First of all, thank you so much to all those who have kept checking in and have left messages asking how we're doing. I'm so sorry I've been such a bad blogger recently - over the last month, I haven't even been reading blogs, and I do intend to catch up with all of your news as soon as I can (which probably means next week some time).
So, what's been going on for the last month?
Well, having got the news about the embryos, I went in for my blood test hoping that I would get a clear answer one way or the other - and I did. My FSH was 14.1, which was the highest it's ever been.
This was the signal we needed that we were making the right decision, and although I did have some sadness when I heard the result, I immediately contacted the new clinic to accept the offer of the embryos.
We've been in a bit of a holding pattern since then - having filled in a pile of paperwork, we were given a date for our initial appointment at the clinic, which will be in a couple of weeks' time.
This all happened about five days before Lent began, and for those five days DH and I indulged ourselves in all the things we enjoy that we have been denying ourselves for the last couple of years - treats like wine, beer, chocolate, a cream tea... And now it's Lent, and the reason I'm depriving myself of any of the things I enjoy is completely different and not surrounded by stress and angst.
It's been unbelievable how as soon as we had properly made the decision and come to terms with it, it was as though a huge weight lifted off both our shoulders. I've been so stressed for so long about our IF that I'd stopped even realising how profoundly it was affecting me - barely an hour went by over a period of about two years without me worrying in one form or another about whether I was doing the right thing, whether there was anything extra that I could do to improve our chances of being parents, whether we would ever have children, etc, etc.

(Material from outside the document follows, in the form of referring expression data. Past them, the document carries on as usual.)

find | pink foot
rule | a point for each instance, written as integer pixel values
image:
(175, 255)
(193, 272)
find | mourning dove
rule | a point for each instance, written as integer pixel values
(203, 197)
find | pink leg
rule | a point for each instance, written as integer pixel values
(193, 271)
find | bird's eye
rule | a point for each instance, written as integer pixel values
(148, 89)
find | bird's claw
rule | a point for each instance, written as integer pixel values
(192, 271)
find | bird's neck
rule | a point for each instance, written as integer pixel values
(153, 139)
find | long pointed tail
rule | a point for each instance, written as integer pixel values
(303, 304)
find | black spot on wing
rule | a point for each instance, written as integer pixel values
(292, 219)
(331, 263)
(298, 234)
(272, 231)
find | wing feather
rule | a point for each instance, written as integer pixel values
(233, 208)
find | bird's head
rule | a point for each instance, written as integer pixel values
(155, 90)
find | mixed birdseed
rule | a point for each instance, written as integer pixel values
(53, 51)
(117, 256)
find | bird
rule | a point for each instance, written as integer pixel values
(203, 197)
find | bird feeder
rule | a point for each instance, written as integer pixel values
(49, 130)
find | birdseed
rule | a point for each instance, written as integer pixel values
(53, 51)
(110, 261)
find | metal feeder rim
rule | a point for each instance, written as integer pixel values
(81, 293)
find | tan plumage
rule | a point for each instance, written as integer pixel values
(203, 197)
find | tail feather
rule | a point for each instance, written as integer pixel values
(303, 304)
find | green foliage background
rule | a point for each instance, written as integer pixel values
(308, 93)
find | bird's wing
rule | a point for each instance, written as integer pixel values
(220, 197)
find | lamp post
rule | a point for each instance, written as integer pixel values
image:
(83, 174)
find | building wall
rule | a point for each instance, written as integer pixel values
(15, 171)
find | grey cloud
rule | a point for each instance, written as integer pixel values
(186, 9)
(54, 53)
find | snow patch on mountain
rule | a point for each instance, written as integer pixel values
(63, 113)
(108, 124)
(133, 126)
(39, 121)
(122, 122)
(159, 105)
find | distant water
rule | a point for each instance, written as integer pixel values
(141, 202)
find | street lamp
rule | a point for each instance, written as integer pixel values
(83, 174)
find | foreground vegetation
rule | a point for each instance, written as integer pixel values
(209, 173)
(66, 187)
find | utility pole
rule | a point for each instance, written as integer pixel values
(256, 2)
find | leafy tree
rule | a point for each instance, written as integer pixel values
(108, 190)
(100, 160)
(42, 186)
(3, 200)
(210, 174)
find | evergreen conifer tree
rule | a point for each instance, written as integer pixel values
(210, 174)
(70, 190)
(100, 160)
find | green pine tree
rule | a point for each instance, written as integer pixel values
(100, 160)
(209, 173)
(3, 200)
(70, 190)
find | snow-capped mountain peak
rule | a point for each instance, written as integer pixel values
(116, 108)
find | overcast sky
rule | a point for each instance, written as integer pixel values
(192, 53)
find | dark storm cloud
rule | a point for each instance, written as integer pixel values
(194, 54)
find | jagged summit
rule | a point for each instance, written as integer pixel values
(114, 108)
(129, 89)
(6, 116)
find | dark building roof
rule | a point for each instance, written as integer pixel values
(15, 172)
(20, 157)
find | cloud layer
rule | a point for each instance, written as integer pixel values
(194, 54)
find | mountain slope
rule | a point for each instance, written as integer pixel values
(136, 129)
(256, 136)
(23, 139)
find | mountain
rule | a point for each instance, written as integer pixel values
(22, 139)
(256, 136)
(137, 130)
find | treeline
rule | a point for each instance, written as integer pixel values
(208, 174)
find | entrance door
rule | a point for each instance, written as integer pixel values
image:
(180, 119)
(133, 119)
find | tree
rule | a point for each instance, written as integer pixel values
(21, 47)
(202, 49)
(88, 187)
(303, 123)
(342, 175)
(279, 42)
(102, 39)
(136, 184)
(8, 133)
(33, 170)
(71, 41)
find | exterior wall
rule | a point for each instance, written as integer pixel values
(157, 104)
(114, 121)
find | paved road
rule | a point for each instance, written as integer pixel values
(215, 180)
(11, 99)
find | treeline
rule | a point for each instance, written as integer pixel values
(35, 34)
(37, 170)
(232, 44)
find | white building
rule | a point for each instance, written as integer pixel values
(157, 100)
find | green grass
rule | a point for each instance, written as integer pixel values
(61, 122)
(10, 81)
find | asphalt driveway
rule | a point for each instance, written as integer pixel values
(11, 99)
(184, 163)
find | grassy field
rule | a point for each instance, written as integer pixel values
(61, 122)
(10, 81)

I don't know whether our donor treatment will work, and I know I'll be devastated if it doesn't. But it's unbelievable the extent to which we are now comfortable with the idea that we're never going to have a child that's genetically related to us, and the extent to which I've managed to relax over the last month.
So although I'm sorry I've been so neglectful of my bloggy friends over the last month, and I have still been thinking of you and praying for you even if I haven't been following your blogs, in my case I can definitely say that no news has been good news for me, and I'm enjoying this period of calm before the upcoming turbulence of our next round of treatment.